手練れの業界ウォッチャーが、新聞報道にもの申す!
★「重鎮」を持ち上げる無責任
とりあえず群れる。酒の肴に時の人を呼び、昔話にかこつけて説教をぶつ。集まる記者団に手前勝手な政局予想をかまし、臆測記事を書いてもらう。どうやらこれが、引退してなお生臭さを失わぬ自民党の人々の長生きの秘訣みたいだ。
5月14日夜も、小泉純一郎、山崎拓、武部勤、亀井静香の4氏が銀座の日本料理屋に集合した。元職で言えば、首相と幹事長2人と政調会長という布陣。呼ばれたのは石破茂氏だが、小泉氏とは防衛庁長官として初入閣させてもらった間柄。まさに恰好の肴役と言えよう。
会の中身は、速報記事の見出しを読めば丸わかりだ。
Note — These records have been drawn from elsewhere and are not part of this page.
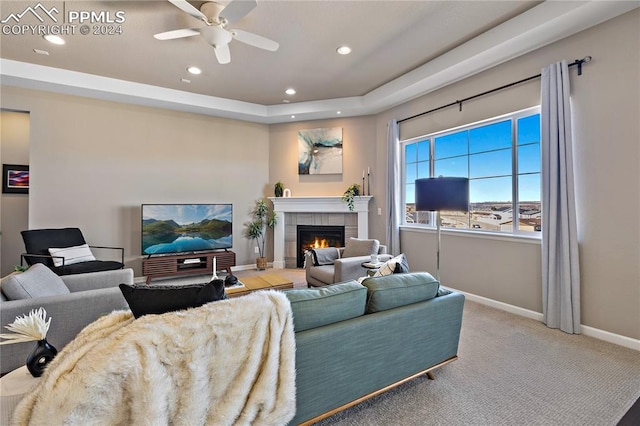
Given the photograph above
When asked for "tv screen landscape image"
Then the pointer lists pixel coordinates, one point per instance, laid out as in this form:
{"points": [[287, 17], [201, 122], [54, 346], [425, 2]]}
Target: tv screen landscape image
{"points": [[186, 228]]}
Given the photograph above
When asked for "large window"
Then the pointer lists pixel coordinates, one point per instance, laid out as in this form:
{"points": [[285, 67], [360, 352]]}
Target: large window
{"points": [[501, 158]]}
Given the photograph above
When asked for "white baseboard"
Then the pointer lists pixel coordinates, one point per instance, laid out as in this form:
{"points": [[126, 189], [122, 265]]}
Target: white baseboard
{"points": [[596, 333]]}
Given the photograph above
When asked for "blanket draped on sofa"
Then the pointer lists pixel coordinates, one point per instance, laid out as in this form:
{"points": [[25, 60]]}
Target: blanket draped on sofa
{"points": [[229, 362]]}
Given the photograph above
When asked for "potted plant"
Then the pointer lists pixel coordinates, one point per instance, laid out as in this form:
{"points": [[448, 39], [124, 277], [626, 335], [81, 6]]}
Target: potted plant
{"points": [[279, 188], [352, 191], [262, 219]]}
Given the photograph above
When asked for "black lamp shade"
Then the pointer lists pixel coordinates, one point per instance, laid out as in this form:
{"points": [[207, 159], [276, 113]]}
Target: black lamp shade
{"points": [[442, 193]]}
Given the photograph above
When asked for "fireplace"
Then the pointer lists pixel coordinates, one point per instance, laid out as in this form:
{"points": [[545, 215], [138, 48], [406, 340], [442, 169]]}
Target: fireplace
{"points": [[317, 236]]}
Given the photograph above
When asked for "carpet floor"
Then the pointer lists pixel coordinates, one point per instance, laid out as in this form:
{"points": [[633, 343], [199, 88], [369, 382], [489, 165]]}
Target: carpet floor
{"points": [[511, 371]]}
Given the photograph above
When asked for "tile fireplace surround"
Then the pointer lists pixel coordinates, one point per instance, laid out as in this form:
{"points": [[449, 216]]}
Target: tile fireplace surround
{"points": [[293, 211]]}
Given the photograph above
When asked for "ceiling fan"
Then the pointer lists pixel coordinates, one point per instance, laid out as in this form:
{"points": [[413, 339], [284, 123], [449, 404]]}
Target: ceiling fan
{"points": [[217, 17]]}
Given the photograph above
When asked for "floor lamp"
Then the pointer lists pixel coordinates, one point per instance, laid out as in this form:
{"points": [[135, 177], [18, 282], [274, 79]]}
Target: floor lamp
{"points": [[442, 193]]}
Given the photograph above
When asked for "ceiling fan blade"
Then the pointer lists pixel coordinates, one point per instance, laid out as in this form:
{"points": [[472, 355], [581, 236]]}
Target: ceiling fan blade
{"points": [[187, 8], [223, 55], [255, 40], [237, 9], [170, 35]]}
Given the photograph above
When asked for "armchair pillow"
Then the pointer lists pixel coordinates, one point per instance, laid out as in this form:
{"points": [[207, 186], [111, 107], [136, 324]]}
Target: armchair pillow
{"points": [[37, 281], [144, 300], [71, 255], [356, 247]]}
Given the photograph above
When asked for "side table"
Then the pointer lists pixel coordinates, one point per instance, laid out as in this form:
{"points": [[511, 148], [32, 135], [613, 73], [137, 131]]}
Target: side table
{"points": [[13, 387]]}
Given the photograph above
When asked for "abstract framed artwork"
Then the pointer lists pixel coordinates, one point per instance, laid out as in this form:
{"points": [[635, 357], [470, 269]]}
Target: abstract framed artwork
{"points": [[320, 151], [15, 179]]}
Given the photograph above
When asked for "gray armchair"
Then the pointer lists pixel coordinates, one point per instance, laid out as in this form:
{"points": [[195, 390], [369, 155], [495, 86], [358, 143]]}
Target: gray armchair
{"points": [[348, 266], [80, 300]]}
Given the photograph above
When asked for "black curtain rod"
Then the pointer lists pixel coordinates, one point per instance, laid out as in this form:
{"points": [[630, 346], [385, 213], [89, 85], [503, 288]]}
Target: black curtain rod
{"points": [[577, 62]]}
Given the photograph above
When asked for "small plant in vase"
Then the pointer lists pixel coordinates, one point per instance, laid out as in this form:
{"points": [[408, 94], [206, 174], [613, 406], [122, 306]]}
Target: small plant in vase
{"points": [[352, 191], [263, 219], [30, 328]]}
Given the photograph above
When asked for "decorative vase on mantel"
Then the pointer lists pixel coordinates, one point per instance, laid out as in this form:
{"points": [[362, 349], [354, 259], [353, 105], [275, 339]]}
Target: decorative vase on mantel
{"points": [[40, 357], [261, 263]]}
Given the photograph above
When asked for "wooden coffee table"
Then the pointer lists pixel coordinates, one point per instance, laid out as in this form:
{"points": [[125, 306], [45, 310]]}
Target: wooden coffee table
{"points": [[260, 282]]}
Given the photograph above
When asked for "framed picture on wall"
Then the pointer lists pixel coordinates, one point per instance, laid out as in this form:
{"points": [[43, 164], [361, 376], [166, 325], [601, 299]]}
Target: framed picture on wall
{"points": [[15, 179]]}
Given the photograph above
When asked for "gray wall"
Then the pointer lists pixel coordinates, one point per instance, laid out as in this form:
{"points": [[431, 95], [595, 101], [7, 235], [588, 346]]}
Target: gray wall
{"points": [[94, 162], [14, 208]]}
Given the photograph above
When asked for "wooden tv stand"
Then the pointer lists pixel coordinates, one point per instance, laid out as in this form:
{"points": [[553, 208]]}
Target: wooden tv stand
{"points": [[187, 264]]}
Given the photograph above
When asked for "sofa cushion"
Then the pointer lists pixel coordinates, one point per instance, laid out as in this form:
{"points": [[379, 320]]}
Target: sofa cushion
{"points": [[315, 307], [71, 255], [402, 267], [158, 299], [392, 291], [356, 247], [37, 281]]}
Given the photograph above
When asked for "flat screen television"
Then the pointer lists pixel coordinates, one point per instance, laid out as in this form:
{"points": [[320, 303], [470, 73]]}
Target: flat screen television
{"points": [[186, 228]]}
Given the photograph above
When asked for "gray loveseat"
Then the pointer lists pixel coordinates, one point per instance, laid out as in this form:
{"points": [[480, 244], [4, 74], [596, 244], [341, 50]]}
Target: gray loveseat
{"points": [[72, 301], [353, 340], [336, 265]]}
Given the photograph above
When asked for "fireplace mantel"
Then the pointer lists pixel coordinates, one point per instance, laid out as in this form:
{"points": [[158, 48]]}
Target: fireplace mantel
{"points": [[335, 204]]}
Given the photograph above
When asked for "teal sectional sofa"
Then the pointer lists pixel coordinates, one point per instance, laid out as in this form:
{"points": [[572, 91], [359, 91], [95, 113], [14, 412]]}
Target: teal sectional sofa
{"points": [[353, 341]]}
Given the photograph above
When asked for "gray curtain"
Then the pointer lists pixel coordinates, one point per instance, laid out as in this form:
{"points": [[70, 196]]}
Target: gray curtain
{"points": [[560, 261], [393, 188]]}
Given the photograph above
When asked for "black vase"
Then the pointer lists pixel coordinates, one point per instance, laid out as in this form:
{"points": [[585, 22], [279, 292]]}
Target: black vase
{"points": [[39, 357]]}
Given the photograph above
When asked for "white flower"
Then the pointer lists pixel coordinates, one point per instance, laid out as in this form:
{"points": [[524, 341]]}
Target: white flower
{"points": [[28, 328]]}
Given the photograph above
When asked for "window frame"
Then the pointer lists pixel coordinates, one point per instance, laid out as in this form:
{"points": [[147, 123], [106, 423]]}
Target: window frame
{"points": [[515, 201]]}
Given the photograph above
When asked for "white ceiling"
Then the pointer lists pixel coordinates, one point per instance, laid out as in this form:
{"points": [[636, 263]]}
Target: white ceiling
{"points": [[401, 50]]}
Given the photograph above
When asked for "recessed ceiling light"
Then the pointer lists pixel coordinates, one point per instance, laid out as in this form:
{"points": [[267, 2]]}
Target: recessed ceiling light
{"points": [[343, 50], [53, 39]]}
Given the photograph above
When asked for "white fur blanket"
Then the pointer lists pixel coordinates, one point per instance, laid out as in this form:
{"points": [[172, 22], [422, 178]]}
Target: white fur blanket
{"points": [[229, 362]]}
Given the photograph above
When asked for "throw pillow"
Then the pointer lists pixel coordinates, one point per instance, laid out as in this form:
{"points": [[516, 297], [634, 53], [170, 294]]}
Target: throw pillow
{"points": [[75, 254], [402, 266], [387, 268], [356, 247], [37, 281], [158, 299]]}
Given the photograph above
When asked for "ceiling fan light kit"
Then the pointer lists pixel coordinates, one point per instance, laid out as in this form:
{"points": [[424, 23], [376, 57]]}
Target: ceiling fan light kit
{"points": [[217, 17]]}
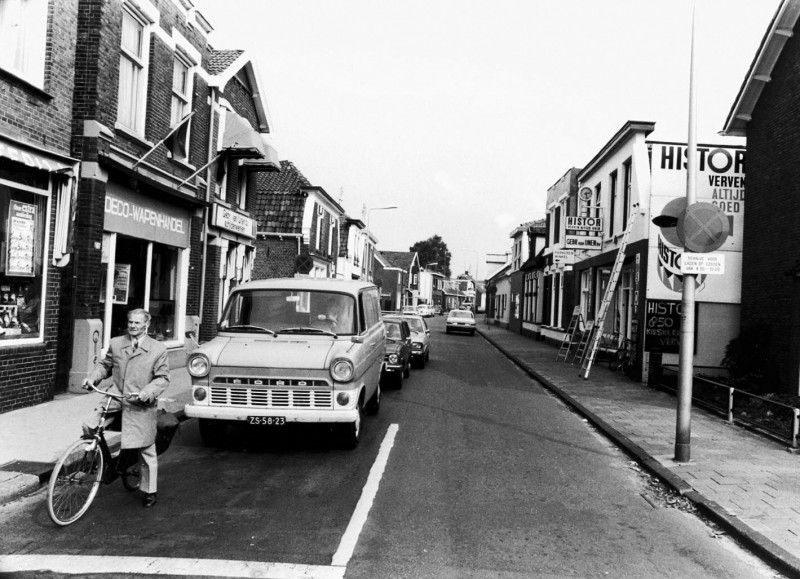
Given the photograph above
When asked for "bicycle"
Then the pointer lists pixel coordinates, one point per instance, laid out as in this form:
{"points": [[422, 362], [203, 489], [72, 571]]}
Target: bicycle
{"points": [[624, 357], [84, 465]]}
時事通信は「小泉氏『義理と人情を大切に』 自民総裁選へ石破氏に助言」とする。朝日新聞デジタルも「石破氏招き『総裁選に立つべし』 小泉元首相・山崎元副総裁らが会食」と記す。
NHKによると、ブリーファーは山崎氏だったらしく、「今の政局に鑑みて石破氏が次の自民党の総裁選挙に立つべしという話もあった。石破氏は『当面、岸田政権を支えることに徹したい』と言っていた」と述べたそうな。押したり引いたりして平地に波瀾を起こす手口がバレバレと思うが、それにまんまと引っかかる政治記者はどうかしている。
朝日は「秋の総裁選に向けた重鎮たちの思惑をめぐる臆測が飛び交いそうだ」と書くが、そもそも臆測の種を撒き散らすのは自分たちではないか。「重鎮」と持ち上げる辺りにそこはかとなく共犯関係が浮かぶ。